Anyway good luck and post your shots back . I'm in the southern hemisphere so have to wait until later in the year for my turn :-[.


----------



## epsiloneri (May 19, 2012)

In addition to what PeterJ said, note that this eclipse on May 20 is *annular*, not total. It makes a huge difference, as the sun will never be completely covered. The eclipse in Australia later this year will be total.

Shooting the annular eclipse will be good practice for the Venus transit on June 5!


----------



## jabbott (May 19, 2012)

Here is another recent forum discussion about solar photography:
http://www.canonrumors.com/forum/index.php?topic=6385.0

I'm heading to Albuquerque to be in the center of the annular eclipse path... the forecasted sky cover is higher than I would like (27%) but I'll take my chances. I'll be using two stacked ND filters with a combined optical density of 3.9 (which according to one person at the discussion above is a recipe for disaster, but I beg to differ as I will only be using Live View and quickly framing/focusing/shooting and then covering the lens otherwise). Best of luck to everyone photographing it!


----------



## dougkerr (May 19, 2012)

Hi, Don,


Richard8971 said:


> One source tells me to use the filter for direct shots of the sun but to remove it during the total eclipse...


Good advice for a total eclipse event. Note however that this time there will be no total eclipse.

I don't know what the best advice is during the "complete annular" phase.

Best regards,

Doug (Just barely outside the path of "full annular" eclipse, in Alamogordo, N.M.)


----------



## dougkerr (May 19, 2012)

jabbott said:


> Here is another recent forum discussion about solar photography:
> http://www.canonrumors.com/forum/index.php?topic=6385.0
> 
> I'm heading to Albuquerque to be in the center of the annular eclipse path... the forecasted sky cover is higher than I would like (27%) but I'll take my chances. I'll be using two stacked ND filters with a combined optical density of 3.9


About 13 stops - often recommended for this purpose.

Best regards,

Doug


----------



## heavybarrel (May 19, 2012)

I'm in San Francisco, where the eclipse won't be happening until late afternoon... is it still going to require 13 stops to get a good shot?


----------



## PeterJ (May 20, 2012)

heavybarrel said:


> I'm in San Francisco, where the eclipse won't be happening until late afternoon... is it still going to require 13 stops to get a good shot?

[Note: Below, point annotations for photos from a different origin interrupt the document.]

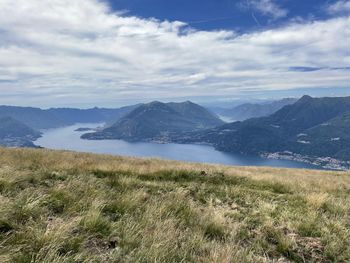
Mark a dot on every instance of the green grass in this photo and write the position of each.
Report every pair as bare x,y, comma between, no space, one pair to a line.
70,207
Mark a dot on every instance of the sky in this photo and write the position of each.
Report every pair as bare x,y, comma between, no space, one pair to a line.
85,53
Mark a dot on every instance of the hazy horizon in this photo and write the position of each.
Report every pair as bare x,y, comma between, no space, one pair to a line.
110,53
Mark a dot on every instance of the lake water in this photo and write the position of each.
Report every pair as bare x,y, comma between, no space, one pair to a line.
67,138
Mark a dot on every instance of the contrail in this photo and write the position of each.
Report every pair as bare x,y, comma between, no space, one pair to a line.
211,20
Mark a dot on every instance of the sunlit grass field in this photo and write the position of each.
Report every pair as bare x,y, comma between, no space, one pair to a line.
73,207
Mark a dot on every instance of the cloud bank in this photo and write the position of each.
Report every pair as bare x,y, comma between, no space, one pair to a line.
62,51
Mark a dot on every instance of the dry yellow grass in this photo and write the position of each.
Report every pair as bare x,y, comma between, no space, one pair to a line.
58,206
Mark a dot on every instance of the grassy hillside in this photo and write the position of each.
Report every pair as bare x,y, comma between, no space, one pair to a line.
70,207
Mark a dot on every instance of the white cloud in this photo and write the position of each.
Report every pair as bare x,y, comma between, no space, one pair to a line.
339,7
266,7
62,51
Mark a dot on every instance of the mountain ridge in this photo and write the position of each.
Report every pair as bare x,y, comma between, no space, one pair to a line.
156,121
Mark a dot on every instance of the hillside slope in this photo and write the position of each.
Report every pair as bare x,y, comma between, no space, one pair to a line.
255,110
70,207
156,121
282,132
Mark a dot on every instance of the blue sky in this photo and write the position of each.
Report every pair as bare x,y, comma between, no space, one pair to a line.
110,53
224,14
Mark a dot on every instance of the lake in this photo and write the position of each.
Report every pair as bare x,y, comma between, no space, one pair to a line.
67,138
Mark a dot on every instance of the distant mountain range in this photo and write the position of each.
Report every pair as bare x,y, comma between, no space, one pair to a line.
16,134
252,110
57,117
158,121
311,130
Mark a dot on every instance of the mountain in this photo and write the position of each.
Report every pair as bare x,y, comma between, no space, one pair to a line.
33,117
156,121
37,118
254,110
16,134
94,115
324,122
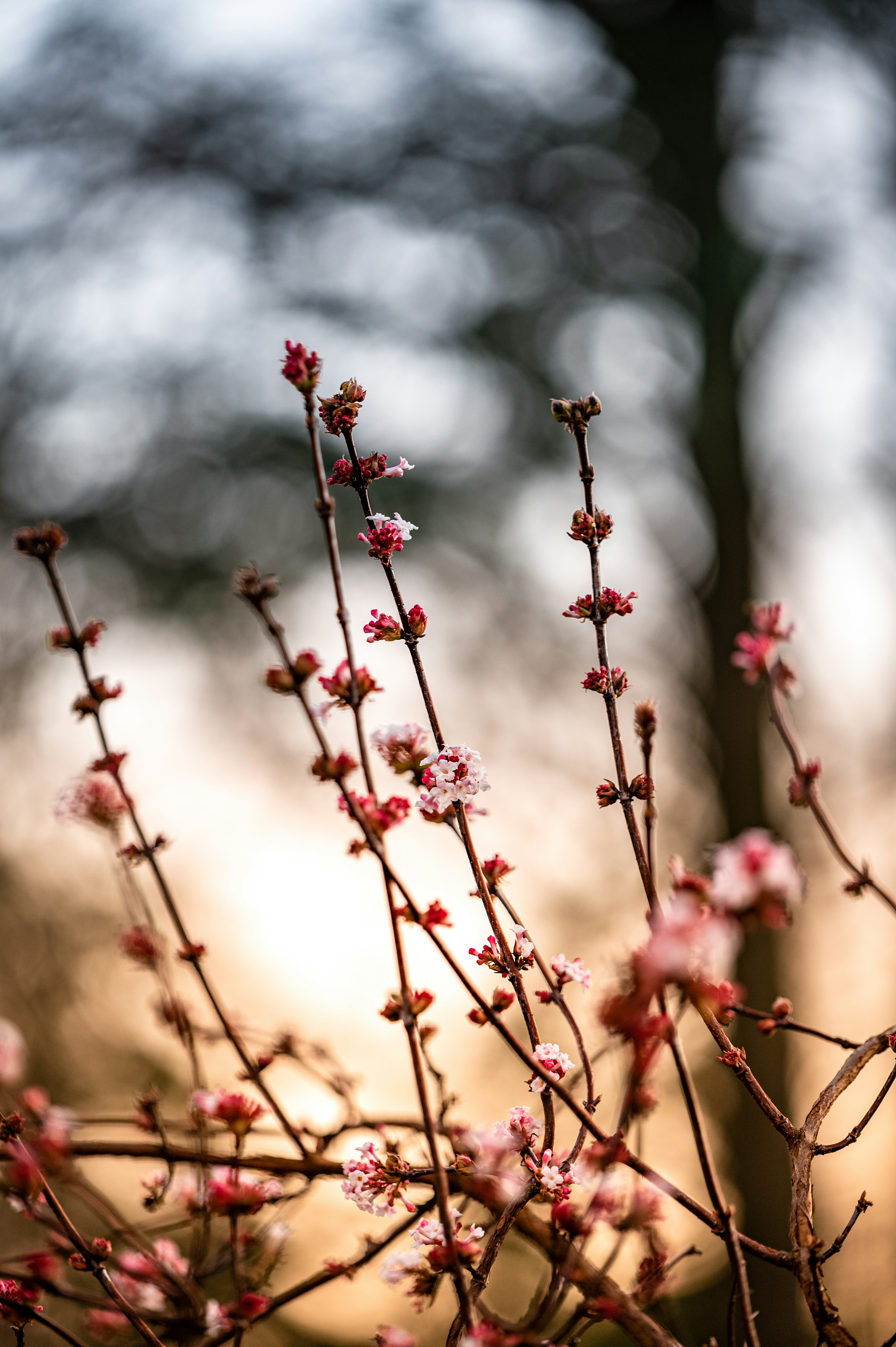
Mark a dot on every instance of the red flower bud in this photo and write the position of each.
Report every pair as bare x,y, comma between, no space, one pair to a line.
41,542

It's probably too late for this time but the best way to find out would have been to try a few shots in the days leading up around the same time. You might be OK with less but you could well need to stop down the lens a lot more than you'd normally like to.

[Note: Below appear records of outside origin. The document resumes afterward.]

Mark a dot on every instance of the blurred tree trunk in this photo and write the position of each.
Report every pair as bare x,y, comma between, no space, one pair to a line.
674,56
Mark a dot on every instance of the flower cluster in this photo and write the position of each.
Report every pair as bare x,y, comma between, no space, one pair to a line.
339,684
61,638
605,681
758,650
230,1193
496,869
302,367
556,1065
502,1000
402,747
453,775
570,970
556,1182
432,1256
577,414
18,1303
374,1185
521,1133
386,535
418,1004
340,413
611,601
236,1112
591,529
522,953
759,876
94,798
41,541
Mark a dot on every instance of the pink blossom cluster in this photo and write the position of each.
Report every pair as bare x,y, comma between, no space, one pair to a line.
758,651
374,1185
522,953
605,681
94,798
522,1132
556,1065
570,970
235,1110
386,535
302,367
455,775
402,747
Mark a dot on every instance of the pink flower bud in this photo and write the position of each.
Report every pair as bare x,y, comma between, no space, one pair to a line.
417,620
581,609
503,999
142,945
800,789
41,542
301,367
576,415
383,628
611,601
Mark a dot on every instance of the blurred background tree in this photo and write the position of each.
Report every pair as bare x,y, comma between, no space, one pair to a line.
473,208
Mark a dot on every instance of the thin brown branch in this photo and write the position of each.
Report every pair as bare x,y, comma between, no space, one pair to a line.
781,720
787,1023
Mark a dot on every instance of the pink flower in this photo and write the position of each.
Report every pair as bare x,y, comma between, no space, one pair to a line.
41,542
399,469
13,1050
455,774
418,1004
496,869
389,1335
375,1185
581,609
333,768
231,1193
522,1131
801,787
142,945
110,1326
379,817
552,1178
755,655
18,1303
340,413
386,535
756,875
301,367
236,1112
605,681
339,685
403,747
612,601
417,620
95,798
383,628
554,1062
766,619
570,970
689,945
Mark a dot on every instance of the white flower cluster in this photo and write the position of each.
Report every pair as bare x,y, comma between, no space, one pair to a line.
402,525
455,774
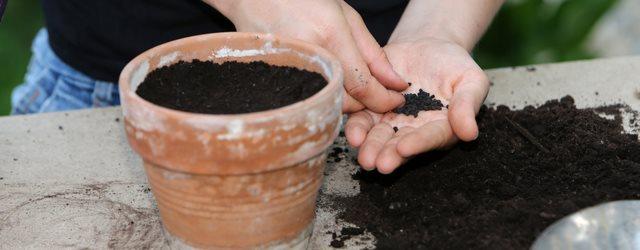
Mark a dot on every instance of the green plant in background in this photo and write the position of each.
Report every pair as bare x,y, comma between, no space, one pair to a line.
538,31
21,21
524,32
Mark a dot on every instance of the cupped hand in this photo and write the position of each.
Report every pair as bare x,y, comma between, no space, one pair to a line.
370,81
441,68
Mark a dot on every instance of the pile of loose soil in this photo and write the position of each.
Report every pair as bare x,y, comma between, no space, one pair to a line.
228,88
422,101
502,190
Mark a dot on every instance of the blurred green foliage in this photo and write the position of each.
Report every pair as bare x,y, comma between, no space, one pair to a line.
21,21
538,31
524,32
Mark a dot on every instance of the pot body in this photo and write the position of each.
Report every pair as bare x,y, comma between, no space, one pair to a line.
235,181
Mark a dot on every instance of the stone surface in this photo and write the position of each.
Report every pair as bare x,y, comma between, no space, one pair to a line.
70,180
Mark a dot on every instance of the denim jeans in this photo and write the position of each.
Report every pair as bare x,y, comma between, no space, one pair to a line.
52,85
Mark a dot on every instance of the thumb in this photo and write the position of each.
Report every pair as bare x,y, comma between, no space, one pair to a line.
468,95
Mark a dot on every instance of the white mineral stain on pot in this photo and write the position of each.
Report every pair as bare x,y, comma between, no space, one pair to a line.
204,124
139,74
145,119
267,48
228,52
204,138
169,175
157,146
254,189
168,59
234,130
238,150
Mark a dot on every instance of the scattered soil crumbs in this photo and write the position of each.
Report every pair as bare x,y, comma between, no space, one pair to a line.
338,240
228,88
502,190
337,154
422,101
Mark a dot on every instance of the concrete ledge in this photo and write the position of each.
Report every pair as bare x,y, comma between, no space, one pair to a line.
70,179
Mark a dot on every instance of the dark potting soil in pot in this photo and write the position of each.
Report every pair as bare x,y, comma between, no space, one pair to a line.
228,88
527,169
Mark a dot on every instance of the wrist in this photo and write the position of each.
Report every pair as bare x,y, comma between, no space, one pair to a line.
225,7
442,35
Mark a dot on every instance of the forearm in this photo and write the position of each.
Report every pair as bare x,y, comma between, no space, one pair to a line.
459,21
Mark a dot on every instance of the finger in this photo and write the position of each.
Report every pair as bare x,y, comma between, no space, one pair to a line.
468,96
359,82
433,135
389,158
373,144
371,51
350,105
357,126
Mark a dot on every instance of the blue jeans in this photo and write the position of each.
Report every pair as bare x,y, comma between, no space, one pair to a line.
52,85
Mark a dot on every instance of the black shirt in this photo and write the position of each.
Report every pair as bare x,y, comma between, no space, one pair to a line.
99,37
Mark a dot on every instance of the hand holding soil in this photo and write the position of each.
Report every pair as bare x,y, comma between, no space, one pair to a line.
337,27
438,67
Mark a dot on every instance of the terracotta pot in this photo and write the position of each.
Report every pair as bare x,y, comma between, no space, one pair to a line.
235,181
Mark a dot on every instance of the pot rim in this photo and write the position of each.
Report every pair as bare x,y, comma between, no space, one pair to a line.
333,82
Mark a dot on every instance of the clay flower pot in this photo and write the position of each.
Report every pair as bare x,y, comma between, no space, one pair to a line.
235,181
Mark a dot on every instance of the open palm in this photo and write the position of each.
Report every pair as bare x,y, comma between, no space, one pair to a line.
441,68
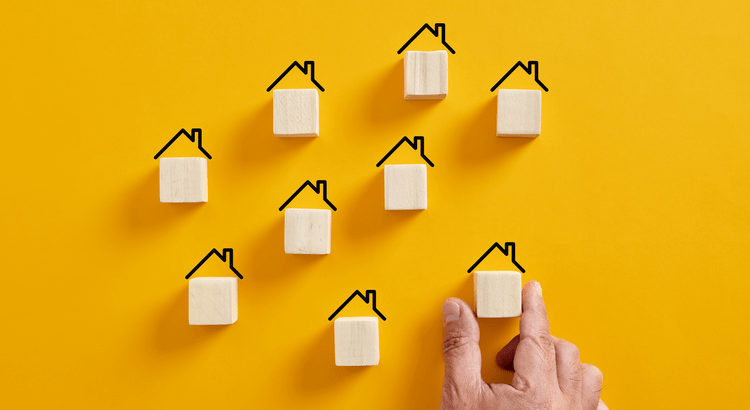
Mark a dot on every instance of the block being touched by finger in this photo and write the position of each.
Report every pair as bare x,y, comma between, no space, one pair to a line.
497,294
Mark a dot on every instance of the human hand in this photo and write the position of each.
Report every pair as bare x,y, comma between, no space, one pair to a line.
548,370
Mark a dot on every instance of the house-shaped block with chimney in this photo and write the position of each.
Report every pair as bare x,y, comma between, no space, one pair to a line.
295,111
184,179
308,231
426,72
519,112
406,185
356,339
213,300
497,294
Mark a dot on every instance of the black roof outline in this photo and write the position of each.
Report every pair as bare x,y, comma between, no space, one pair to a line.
532,64
309,66
366,297
434,32
418,143
228,254
321,184
508,246
195,132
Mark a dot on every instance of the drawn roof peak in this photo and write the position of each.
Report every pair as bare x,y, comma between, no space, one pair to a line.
369,295
195,134
309,67
533,66
510,248
439,30
418,143
321,186
226,255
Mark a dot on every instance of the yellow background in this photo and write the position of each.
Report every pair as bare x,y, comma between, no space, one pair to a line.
631,208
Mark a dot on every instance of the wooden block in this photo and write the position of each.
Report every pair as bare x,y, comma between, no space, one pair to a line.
212,301
425,75
356,341
519,113
497,293
295,113
405,187
307,231
183,179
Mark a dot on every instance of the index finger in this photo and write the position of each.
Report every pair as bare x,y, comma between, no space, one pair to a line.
534,321
534,361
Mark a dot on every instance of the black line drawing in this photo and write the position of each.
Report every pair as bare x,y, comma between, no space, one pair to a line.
366,297
309,66
228,254
418,143
195,133
509,246
439,29
321,185
532,65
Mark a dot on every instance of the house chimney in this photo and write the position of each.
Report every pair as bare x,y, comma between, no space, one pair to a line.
196,133
229,255
371,295
323,188
510,248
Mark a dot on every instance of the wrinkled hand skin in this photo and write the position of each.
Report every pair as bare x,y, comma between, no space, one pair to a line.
548,371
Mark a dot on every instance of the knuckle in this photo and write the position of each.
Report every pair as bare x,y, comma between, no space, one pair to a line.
543,340
455,342
568,348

I'm glad I bought the proper filter, assuming you're looking for a telephoto shot I found 400mm on a crop to be quite tricky to frame so it was a big bonus being able to use LV continuously to make small adjustments, I didn't record any exact times but I seem to remember about 5 minutes was enough time for the sun to drift from center frame to towards the edge.


----------



## broseph (May 22, 2012)

Was anyone able to get some good shots of it? We had clouds in our area.


----------



## awinphoto (May 22, 2012)

Got these from N Nevada...


----------



## Richard8971 (May 26, 2012)

Thanks everyone for the advice and links! I am still editing photos from last weekend but here is so far one of my favorites.

D

Taken with our 5D2.


----------



## jabbott (May 26, 2012)

Here is a compilation of eclipse photos I took:





In Albuquerque it was really interesting because the eclipse was still happening during sunset. Because of that, the sun set in a shark fin shape. We were about a mile away from the center path of the annular eclipse, so we were able to get the moon centered nicely in the sun. There was cloud cover earlier in the day but it all went away for the eclipse... we couldn't have asked for better viewing conditions. For these photos I used a Canon Rebel T2i with a 70-200mm f/2.8L II with a 2X extender @ 400mm and two stacked neutral density filters with a combined optical density of 3.9.


----------



## Richard8971 (May 27, 2012)

jabbott said:


> Here is a compilation of eclipse photos I took:
> 
> 
> 
> ...



Very cool shots! Love your work.

D


----------



## jabbott (May 27, 2012)

Richard8971 said:


> Very cool shots! Love your work.
> 
> D


Thanks! I'm starting to look into getting prints made of it. The full resolution is 12500 x 3000 pixels so at 300 DPI it works out to a 42x10" print.


----------



## broseph (May 27, 2012)

jabbott said:


> Here is a compilation of eclipse photos I took:
> 
> 
> 
> ...



Nice! Facebook timeline photo haha? I wish it wasn't cloudy where we were


----------